Nice scapegoating Anthropomorphized.

Correct analogy is like someone taking pictures of the paintings, going home and applying a photoshop filter, erasing the original signature and adding theirs.

The law already covers that very much so.

If someone takes a picture of me while I'm in public that picture is their copyrighted work and they have every right to post that on the internet. There is no expectation of privacy in public, and Americans have very few rights against other people using photos/video of them (there are some exceptions for things like making someone into your company's spokesperson against their will)

If someone took a photo of my copyrighted work, their photo becomes their copyrighted work. They also have a right to post that picture on the internet without my consent. Every single person who takes a picture of a painting in a museum and posts it to social media is not a criminal. There are legal limitations there too however and that's fine because we have an entire legal system created to deal with that which didn't go away when AI was created.

If a company uses AI to create something that under the law violates your copyright you can still sue them.

> That's just how the internet works. Don't put something on the internet if you don't want it to be globally distributed and copied.

This is true for average people. Is it true for the wealthy? Is it true for Disney? Does our law acknowledge this truth and ensure equal justice for all?

It's 100% true for everyone. You can't access anything at disney.com without making a copy of that thing. Disney can't access anything at yourdomain.whatever without making a copy of that thing.

Whatever crimes either of you can get away with using your copies is another matter entirely.
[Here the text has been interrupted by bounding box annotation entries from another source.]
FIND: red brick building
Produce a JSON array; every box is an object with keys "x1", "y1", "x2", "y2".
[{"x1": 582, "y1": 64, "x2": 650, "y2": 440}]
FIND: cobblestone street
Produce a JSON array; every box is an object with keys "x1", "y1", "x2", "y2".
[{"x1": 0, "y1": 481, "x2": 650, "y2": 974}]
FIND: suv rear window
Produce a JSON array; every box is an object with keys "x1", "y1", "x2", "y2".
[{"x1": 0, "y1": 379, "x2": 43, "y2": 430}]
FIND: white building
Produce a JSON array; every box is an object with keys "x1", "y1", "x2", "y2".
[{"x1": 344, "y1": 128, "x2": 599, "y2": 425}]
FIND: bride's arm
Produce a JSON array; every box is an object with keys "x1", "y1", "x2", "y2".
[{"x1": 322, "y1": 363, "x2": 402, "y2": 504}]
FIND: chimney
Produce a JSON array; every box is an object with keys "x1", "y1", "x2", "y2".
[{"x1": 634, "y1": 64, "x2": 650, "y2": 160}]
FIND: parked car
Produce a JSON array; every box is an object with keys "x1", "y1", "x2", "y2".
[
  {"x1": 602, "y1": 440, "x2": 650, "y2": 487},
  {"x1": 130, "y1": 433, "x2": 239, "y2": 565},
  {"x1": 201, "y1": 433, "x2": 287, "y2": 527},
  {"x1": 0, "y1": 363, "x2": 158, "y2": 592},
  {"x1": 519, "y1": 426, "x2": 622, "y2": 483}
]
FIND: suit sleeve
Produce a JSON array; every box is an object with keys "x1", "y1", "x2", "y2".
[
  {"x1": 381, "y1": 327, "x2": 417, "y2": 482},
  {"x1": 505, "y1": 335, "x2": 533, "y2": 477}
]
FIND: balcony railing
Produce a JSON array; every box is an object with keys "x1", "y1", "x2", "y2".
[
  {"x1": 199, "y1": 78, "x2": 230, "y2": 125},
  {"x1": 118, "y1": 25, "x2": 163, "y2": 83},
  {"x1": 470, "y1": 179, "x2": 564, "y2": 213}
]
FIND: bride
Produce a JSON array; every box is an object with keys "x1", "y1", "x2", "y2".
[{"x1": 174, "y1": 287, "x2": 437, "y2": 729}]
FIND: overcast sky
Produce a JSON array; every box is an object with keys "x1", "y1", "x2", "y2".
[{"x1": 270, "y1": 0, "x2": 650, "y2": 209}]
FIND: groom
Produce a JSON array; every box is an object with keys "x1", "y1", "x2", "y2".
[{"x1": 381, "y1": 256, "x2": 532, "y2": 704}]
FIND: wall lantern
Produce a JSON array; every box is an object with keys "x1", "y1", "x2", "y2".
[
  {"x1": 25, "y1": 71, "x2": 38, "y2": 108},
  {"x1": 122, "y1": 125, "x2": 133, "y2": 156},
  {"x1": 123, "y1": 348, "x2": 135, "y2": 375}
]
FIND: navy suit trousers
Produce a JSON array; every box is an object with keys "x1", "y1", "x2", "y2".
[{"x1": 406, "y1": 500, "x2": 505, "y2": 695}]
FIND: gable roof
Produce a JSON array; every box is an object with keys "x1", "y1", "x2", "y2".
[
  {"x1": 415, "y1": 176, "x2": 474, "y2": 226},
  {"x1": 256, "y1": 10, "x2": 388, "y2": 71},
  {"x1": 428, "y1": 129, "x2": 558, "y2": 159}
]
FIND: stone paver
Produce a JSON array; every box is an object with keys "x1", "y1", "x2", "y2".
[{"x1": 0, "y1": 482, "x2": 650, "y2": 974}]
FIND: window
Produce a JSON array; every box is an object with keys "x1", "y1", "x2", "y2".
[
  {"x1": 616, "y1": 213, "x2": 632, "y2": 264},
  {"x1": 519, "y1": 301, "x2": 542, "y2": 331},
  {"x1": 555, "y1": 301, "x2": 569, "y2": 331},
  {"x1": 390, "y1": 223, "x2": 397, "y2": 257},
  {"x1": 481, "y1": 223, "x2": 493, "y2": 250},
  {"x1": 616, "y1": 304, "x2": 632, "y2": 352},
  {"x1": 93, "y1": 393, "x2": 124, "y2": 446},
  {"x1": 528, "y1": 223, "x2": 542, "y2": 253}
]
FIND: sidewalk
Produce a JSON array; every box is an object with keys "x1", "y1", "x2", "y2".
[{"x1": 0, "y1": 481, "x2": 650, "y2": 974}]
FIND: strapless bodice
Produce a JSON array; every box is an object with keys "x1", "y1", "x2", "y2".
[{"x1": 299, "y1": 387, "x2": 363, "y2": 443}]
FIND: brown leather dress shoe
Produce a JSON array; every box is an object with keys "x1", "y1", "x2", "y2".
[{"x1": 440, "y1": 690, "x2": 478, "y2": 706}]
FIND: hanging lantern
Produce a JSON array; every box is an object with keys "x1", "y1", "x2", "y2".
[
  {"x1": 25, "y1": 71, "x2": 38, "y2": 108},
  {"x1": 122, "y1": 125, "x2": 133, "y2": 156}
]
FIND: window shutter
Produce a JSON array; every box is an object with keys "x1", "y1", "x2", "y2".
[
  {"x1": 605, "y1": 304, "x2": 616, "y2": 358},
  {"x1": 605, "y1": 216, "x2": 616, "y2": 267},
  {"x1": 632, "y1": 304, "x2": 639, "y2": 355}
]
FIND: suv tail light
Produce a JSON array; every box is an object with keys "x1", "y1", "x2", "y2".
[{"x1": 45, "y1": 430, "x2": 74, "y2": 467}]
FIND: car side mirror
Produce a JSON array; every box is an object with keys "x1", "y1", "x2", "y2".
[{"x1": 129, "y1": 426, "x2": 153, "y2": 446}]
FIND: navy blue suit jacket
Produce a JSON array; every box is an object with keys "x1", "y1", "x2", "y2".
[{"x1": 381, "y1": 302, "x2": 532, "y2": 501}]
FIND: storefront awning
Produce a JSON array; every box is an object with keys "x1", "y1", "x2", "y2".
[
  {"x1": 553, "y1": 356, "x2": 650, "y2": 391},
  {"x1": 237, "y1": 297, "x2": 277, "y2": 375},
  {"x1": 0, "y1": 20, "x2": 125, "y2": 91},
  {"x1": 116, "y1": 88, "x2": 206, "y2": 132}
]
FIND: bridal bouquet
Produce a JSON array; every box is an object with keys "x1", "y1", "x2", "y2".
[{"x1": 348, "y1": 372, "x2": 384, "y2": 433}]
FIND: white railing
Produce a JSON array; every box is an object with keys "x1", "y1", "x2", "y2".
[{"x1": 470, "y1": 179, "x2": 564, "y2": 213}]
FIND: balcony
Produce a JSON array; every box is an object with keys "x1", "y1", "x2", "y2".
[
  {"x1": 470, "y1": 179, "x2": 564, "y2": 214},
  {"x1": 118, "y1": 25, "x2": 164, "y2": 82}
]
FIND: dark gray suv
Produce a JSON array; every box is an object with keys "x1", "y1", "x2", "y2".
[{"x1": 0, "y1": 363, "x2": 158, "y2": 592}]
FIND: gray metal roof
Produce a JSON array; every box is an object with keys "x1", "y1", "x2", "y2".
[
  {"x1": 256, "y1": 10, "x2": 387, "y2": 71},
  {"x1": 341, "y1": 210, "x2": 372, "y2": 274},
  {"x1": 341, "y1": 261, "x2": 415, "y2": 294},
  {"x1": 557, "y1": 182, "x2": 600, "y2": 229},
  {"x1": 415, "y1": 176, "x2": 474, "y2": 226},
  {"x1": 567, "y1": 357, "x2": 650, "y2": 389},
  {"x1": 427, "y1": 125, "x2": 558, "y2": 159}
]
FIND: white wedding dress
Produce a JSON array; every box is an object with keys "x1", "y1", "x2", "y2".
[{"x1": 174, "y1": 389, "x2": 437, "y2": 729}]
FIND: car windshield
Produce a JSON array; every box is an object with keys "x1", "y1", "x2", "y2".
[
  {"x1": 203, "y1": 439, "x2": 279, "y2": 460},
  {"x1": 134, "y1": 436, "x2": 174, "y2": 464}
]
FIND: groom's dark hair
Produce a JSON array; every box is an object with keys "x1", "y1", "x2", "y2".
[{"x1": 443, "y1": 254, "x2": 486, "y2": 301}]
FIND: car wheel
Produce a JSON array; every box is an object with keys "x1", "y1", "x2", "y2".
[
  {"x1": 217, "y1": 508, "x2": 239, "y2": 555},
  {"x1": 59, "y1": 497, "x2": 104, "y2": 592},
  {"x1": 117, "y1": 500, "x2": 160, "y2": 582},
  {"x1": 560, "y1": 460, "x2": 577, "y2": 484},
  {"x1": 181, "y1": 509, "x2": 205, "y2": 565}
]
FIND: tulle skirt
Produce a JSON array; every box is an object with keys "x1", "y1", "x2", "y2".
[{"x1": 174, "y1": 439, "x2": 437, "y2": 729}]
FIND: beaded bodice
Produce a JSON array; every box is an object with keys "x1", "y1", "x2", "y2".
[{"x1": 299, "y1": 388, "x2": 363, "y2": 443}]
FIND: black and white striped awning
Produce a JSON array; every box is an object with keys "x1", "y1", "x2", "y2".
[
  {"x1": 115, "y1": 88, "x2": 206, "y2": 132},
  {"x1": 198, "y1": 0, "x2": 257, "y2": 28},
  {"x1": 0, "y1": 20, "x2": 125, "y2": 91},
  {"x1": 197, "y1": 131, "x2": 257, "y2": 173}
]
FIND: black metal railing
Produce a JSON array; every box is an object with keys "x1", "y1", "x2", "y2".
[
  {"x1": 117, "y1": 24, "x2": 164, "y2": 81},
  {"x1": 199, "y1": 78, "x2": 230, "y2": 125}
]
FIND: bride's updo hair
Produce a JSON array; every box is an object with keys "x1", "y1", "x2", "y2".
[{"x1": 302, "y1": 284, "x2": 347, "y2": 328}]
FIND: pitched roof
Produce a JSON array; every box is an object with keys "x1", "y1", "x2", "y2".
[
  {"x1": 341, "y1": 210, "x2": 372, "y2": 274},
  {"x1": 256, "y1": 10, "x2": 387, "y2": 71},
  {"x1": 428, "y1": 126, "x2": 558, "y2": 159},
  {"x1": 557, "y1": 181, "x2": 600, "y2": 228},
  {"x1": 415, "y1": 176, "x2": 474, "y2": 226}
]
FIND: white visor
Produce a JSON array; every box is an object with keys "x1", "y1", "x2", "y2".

Any rights you had under the legal system you had before AI haven't gone away, neither have the disadvantages you have against the wealthy.

One of the comments you replied to was complaining that their work would be copied and used in training LLMs or other lucrative algorithms, and then you responded taking about how it's common to temporarily copy data into RAM to show a web page. Those are very different, and bringing up such technical minutia is not helpful to the discussion.
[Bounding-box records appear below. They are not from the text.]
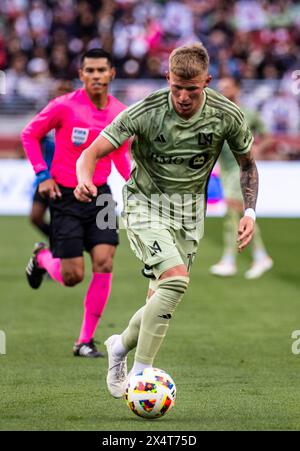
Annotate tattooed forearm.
[238,154,258,210]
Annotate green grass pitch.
[0,217,300,431]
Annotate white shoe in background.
[210,260,237,277]
[245,256,274,279]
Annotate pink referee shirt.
[22,88,130,188]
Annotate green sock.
[135,276,189,366]
[121,280,158,351]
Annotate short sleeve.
[100,109,138,148]
[226,113,253,154]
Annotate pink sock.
[78,272,112,343]
[37,249,64,285]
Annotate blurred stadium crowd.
[0,0,300,159]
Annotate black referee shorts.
[50,184,119,258]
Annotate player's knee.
[93,257,113,273]
[62,270,83,287]
[158,276,190,300]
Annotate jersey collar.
[168,89,207,123]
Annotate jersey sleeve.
[226,112,253,155]
[21,100,62,173]
[110,141,131,182]
[100,108,139,148]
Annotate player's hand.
[74,182,97,202]
[39,179,61,199]
[237,216,255,252]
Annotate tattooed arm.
[235,152,258,252]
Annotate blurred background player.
[22,49,130,357]
[210,77,273,279]
[29,80,73,239]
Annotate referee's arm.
[74,135,115,202]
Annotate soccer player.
[210,77,273,279]
[22,49,130,357]
[75,43,258,398]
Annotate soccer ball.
[125,368,176,419]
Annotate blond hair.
[169,42,209,80]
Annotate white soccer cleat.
[245,257,274,279]
[104,335,127,398]
[210,261,237,277]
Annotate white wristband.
[244,208,256,221]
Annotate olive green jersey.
[101,88,253,226]
[219,109,266,174]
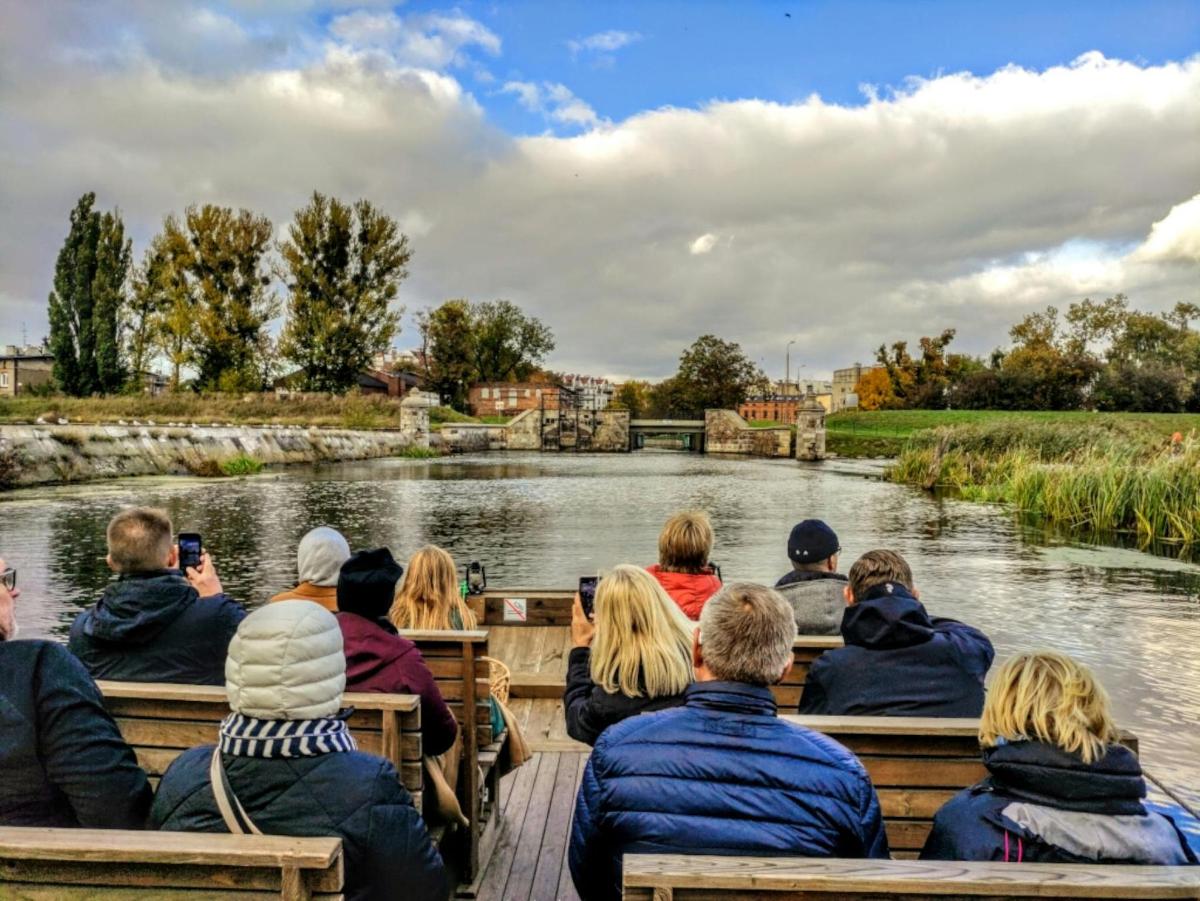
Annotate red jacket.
[337,612,458,755]
[646,564,721,619]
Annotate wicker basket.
[480,657,512,704]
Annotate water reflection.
[0,451,1200,800]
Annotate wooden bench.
[96,681,424,810]
[784,716,1138,858]
[0,827,343,901]
[401,630,506,887]
[623,854,1200,901]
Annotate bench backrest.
[96,681,424,810]
[623,854,1200,901]
[784,716,1138,858]
[0,827,343,901]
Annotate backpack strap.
[209,745,263,835]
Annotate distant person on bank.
[799,551,996,716]
[563,566,692,745]
[151,601,449,901]
[569,583,888,901]
[271,525,350,613]
[67,507,246,685]
[920,651,1196,865]
[646,510,721,620]
[0,559,152,829]
[775,519,846,635]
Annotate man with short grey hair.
[570,582,888,901]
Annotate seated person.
[336,547,458,755]
[920,651,1196,865]
[800,551,996,716]
[271,525,350,613]
[67,507,246,685]
[0,560,152,829]
[563,566,692,745]
[150,601,449,901]
[569,583,888,901]
[775,519,846,635]
[646,511,721,620]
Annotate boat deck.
[475,748,588,901]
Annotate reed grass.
[888,422,1200,546]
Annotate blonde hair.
[979,650,1118,763]
[388,545,476,630]
[659,510,714,575]
[592,565,694,698]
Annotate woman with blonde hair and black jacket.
[563,565,695,745]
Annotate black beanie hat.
[792,519,841,563]
[337,547,404,619]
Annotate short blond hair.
[107,506,174,573]
[979,650,1120,763]
[590,565,692,698]
[846,551,912,601]
[659,510,715,575]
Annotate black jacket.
[0,641,151,829]
[563,648,684,745]
[800,582,996,716]
[150,745,450,901]
[920,741,1196,865]
[67,570,246,685]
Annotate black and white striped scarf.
[221,714,358,758]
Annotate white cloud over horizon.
[0,0,1200,377]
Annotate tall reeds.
[888,422,1200,545]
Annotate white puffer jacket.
[226,601,346,720]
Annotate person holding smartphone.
[67,507,246,685]
[563,565,692,745]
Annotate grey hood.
[1002,801,1188,866]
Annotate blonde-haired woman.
[563,565,695,745]
[920,650,1196,865]
[646,510,721,619]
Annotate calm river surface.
[0,451,1200,800]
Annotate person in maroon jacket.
[337,547,458,755]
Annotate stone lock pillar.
[796,395,826,461]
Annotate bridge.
[629,419,704,453]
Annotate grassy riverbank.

If someone asks "how can I share my work online without it being copied?", "actually, you can't share it without people copying it into RAM" is not the answer they're looking for. That answer it too technical, too focused on minutia, and our laws recognize that.

The point is that "copies" was never the problem. "sampled by a computer and instantly recreated at scale" is the expected outcome of publishing something publicly on the internet.

Their problem was copyright infringement and like you said, our laws recognize that problem. We have an entire legal framework for dealing with companies that publish infringing copies of copyrighted works. None of that has changed with LLMs.

If a company publishes something that violates copyright law they can be sued for it, it shouldn't matter if an AI was involved in the creation of what was published or not.

> That's just how the internet works. Don't put something on the internet if you don't want it to be globally distributed and copied.

Or we could be ethical and encourage others to be ethical.

I see you're one of the ones that wouldn't download a car.
I would share a car I had rights to, and download a car made free to me. Facebook would certainly sue me if it were their car, they should thus be held to that standard in my personal opinion.
We could make a distinction between individuals and companies doing it
Depends on the risk assesment but I'd say I'm a lot more like Robin Hood. Facebook is obviously Prince John.
Okay, but that doesn't change how the Internet works.

Encouraging people to be ethical isn't actually a real way to prevent people copying photos you put up online.

We can encourage profit-driven megacorps to be ethical? Sure, by abolishing them. Otherwise, you're just screaming into the void.
I think what I said is a prerequisite for that. There will be no structural changes without widespread cultural changes.